Policière en train de régler le trafic avenue Boueguiba à Tunis (20-10-2011)
L’affaire, qui a été rendue publique par une députée du parti social-démocrate Ettakatol, pourtant membre de la majorité gouvernementale (avec Ennahda et une autre formation de gauche, le Congrès pour la République du président Moncef Mazourki), soulève un tollé notamment parmi les associations des droits des femmes. «La femme est une citoyenne au même titre que l’homme (…) et n’est pas définie en fonction de l’homme», rappelle unepétition en ligne. Laquelle avait déjà recueillie, le 13 août, plus de 15.500 signatures. «Je suis une femme tunisienne et avant d'être une femme ou une Tunisienne, je suis un être humain et une citoyenne à part entière», déclare par ailleurs le texte.
«Echange» et «partenariat»
Face à ces critiques, Ennahda ne cesse d’affirmer son attachement au Code du statut personnel et au droit des Tunisiennes. Mais ses adversaires lui reprochent, comme souvent, d’avancer masqué et de jouer sur les mots.
«Complémentarité ne veut pas dire inégalité», rétorque la vice-présidente Ennahda de l’ANC, Mehrzia Nabidi. «Dans la complémentarité, est-ce qu'il y a une inégalité d'une part ou d'une autre ? Dans la complémentarité, il y a justement un échange, un partenariat», ajoute-t-elle.

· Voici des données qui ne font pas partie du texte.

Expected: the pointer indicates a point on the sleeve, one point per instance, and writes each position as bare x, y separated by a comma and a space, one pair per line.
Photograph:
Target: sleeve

«Certains députés ont vu dans cette formulation un recul sur les principes fondamentaux. Mais ce principe fait l’objet d’un accord entre Ennahda et ses partenaires» de gauche au sein de la coalition gouvernementale, a assuré le président du parti islamiste, le très influent Rached Ghannouchi.
«Nous demandons le retrait pur et simple de l’article qui constitue une violation des acquis des femmes et de leur humanité», réagit la présidente de l’Association des femmes démocrates, Ahlem Belhaj.
La Tunisienne Habiba Ghribi après avoir gagné la médaille d'argent aux 3000 m steeple pendant les JO de Londres (6-8-2012)
Short rouge
Loin d'être anecdotique, cette polémique intervient alors que de nombreuses femmes dénoncent des pressions islamistes croissantes. Ainsi, un débat a fait rage sur internet entre islamistes et laïcs sur le… short rouge de l'athlète Habiba Ghribi, médaillée d’argent aux 3000 m steeple aux JO de Londres et première Tunisienne à être jamais montée sur un podium olympique en athlétisme. «C’est une médaille pour tout le peuple tunisien, pour les femmes tunisiennes, pour la nouvelle Tunisie», a déclaré Habiba Ghribi à l’issue de sa course. Des radicaux n’en ont pas moins réclamé le retrait de sa nationalité pour cette histoire de short. Carrément.